2.8k Views Asked by At

I would like to read in multiple SST netcdf files and from each file extract the SST data in selected lat, lon range and then store this data in a three dimensional panda dataframe. Closing each netcdf after it has been read to save memory.

I would like to end with one dataframe of a years worth of daily data.

I have read one file with NetCDF4 and stored each variable but that is as far as I have got.

my_file = 'C:/Users/lisa/Desktop/Sean/20160719000127-UoS-L2i-SSTskin-ISAR_002-D054_PtA-v01.0-fv01.5.nc'
fh = netCDF4.Dataset(my_file, mode='r')
lon = fh.variables['lon'][:]
lat = fh.variables['lat'][:]
time = fh.variables['time'][:]
sst = fh.variables['sea_surface_temperature'][:]

The data is from OPeNDAP for 2016 from the following address.

http://www.ifremer.fr/opendap/cerdap1/ghrsst/l4/saf/odyssea-nrt/data/

Any help would be much appreciated!!

2

There are 2 best solutions below

0
On

The Pandas.DataFrame does not support 3-dimensional data in this way.

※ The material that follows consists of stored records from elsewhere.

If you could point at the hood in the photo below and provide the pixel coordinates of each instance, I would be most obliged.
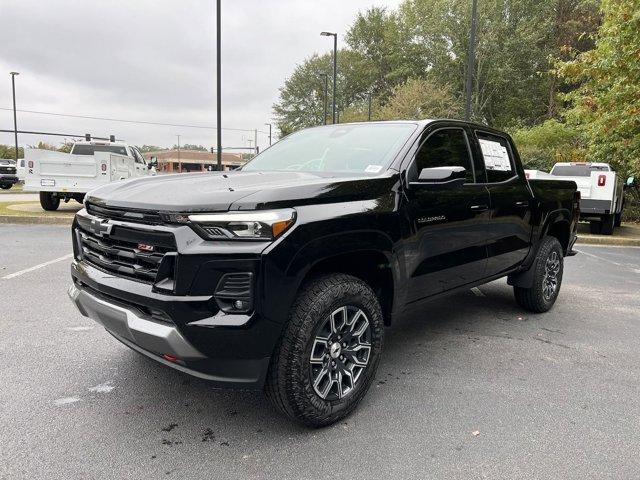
(218, 191)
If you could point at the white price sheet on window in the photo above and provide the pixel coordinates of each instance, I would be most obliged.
(496, 156)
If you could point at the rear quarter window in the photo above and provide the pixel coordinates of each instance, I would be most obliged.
(497, 157)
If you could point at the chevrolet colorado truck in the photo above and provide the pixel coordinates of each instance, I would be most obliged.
(282, 275)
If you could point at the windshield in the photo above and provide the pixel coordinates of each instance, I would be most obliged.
(91, 149)
(358, 148)
(577, 170)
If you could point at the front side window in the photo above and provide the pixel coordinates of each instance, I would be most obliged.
(577, 170)
(84, 149)
(350, 148)
(445, 148)
(496, 156)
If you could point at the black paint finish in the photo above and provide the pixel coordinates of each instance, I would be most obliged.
(425, 239)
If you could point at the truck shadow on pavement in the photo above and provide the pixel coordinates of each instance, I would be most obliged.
(189, 409)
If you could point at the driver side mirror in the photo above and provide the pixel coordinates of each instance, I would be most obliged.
(441, 177)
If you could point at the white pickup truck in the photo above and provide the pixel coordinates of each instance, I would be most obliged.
(601, 192)
(90, 164)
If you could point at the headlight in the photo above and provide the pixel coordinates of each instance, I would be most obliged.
(256, 225)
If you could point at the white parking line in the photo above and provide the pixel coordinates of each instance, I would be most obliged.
(37, 267)
(598, 257)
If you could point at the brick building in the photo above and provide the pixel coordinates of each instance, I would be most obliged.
(170, 161)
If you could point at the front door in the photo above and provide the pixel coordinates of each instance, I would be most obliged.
(447, 246)
(511, 201)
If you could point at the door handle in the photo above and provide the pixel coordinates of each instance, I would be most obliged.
(479, 208)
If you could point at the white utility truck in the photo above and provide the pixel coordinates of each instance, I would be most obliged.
(601, 191)
(90, 164)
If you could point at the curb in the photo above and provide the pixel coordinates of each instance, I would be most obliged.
(33, 220)
(610, 241)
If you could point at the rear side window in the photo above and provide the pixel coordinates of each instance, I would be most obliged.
(496, 156)
(445, 148)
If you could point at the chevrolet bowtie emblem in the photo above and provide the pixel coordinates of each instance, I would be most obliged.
(101, 227)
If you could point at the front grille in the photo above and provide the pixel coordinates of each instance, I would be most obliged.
(119, 251)
(136, 216)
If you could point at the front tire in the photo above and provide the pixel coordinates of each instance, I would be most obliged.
(329, 351)
(547, 278)
(49, 202)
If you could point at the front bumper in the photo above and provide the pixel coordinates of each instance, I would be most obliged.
(228, 356)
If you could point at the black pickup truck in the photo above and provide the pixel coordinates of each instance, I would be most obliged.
(283, 275)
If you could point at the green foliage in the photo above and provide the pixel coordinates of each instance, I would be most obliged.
(606, 103)
(8, 152)
(550, 142)
(514, 83)
(421, 98)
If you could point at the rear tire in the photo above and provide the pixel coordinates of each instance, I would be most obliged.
(49, 202)
(547, 278)
(608, 222)
(329, 351)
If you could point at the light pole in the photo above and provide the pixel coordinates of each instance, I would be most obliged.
(326, 93)
(15, 118)
(219, 83)
(179, 161)
(470, 61)
(269, 125)
(335, 68)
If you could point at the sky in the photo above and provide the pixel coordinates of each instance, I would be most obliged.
(154, 61)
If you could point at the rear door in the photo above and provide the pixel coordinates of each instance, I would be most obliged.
(447, 243)
(510, 220)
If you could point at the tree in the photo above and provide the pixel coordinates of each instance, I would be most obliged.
(8, 152)
(552, 141)
(421, 98)
(301, 102)
(606, 104)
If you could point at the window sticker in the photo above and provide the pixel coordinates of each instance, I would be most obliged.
(496, 156)
(373, 168)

This use case is exactly why xarray was developed.

To do what you're trying to do in xarray:

import xarray as xr

ds = xr.open_mfdataset(['file1.nc', 'file2.nc', 'file3.nc'])

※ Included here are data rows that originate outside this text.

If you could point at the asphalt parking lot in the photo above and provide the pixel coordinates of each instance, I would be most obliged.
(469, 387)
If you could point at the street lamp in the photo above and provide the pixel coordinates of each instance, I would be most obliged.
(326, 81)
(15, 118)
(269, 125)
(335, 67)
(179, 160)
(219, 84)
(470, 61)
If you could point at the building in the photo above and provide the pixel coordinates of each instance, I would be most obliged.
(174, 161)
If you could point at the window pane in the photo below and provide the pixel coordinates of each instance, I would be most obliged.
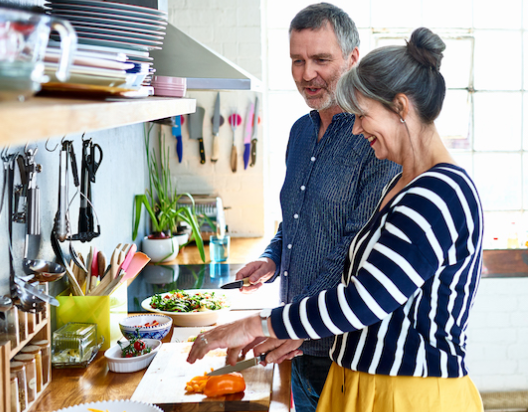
(453, 124)
(498, 60)
(456, 65)
(506, 15)
(390, 13)
(488, 108)
(498, 180)
(441, 14)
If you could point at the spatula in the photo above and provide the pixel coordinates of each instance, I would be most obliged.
(195, 129)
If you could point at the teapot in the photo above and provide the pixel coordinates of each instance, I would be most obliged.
(24, 36)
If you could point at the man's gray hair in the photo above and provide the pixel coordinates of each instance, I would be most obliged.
(318, 15)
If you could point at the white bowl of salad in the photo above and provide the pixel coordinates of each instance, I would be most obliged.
(189, 308)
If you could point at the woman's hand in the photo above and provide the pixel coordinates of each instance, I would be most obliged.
(235, 336)
(279, 350)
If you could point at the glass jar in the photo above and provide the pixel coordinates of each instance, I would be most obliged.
(19, 370)
(15, 404)
(45, 354)
(31, 374)
(35, 350)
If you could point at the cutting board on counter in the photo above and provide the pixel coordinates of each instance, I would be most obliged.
(165, 379)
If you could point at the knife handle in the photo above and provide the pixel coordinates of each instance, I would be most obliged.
(179, 147)
(253, 152)
(246, 154)
(214, 155)
(234, 158)
(202, 150)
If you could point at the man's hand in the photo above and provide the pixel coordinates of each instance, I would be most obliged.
(279, 350)
(258, 272)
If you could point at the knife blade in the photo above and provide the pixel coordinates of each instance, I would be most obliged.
(176, 132)
(195, 129)
(254, 136)
(216, 128)
(237, 284)
(240, 366)
(247, 138)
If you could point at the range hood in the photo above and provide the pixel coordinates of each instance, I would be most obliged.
(204, 69)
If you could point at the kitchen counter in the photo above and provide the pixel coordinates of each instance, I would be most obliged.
(75, 386)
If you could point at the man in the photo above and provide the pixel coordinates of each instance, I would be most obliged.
(333, 183)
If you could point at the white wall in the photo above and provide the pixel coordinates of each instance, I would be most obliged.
(233, 29)
(498, 335)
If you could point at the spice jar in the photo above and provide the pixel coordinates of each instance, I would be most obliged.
(31, 374)
(19, 370)
(35, 350)
(15, 404)
(45, 354)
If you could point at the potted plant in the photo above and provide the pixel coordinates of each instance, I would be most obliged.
(161, 203)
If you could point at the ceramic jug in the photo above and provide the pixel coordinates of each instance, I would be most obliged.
(24, 36)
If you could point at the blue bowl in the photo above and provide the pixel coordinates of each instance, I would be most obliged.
(132, 325)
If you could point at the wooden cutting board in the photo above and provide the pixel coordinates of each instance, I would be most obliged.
(165, 379)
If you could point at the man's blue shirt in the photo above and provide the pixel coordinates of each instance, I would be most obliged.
(330, 190)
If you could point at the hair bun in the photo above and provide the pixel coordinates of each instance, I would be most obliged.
(426, 48)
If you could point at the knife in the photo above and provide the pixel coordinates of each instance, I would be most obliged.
(237, 284)
(176, 132)
(216, 127)
(195, 129)
(247, 138)
(255, 136)
(240, 366)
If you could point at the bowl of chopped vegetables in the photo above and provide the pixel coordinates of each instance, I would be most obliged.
(147, 326)
(188, 308)
(132, 355)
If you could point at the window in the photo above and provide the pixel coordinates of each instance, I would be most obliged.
(482, 121)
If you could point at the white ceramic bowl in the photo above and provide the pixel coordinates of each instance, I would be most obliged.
(190, 319)
(114, 406)
(129, 325)
(126, 365)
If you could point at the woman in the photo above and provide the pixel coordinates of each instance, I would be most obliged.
(401, 312)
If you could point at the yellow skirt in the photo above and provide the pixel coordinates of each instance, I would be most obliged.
(351, 391)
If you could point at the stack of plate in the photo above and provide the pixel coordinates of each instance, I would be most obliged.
(111, 27)
(169, 86)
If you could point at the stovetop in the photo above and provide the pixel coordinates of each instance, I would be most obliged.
(155, 279)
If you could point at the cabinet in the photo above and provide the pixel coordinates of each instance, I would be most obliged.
(40, 118)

This will concatentate your files together and put it all in one xarray.Dataset. getting 1d or 2d data into Pandas is pretty easy

ds.sel(lat=36.0, lon=42.5).to_dataframe()
0
On

I would suggest preprocessing with CDO, e.g.

cdo mergetime 2016*-UoS-L2i-SSTskin-ISAR_002-D054_PtA-v01.0-fv01.5.nc merged.nc
cdo sellonlatbox,lon1,lon2,lat,lat2 merged.nc box_2016.nc

You may have a open file limit (256) on your system in which case you will need to split the mergetime command up into a loop over months, extract the area and then do a final mergetime on the 12 monthly files at the end.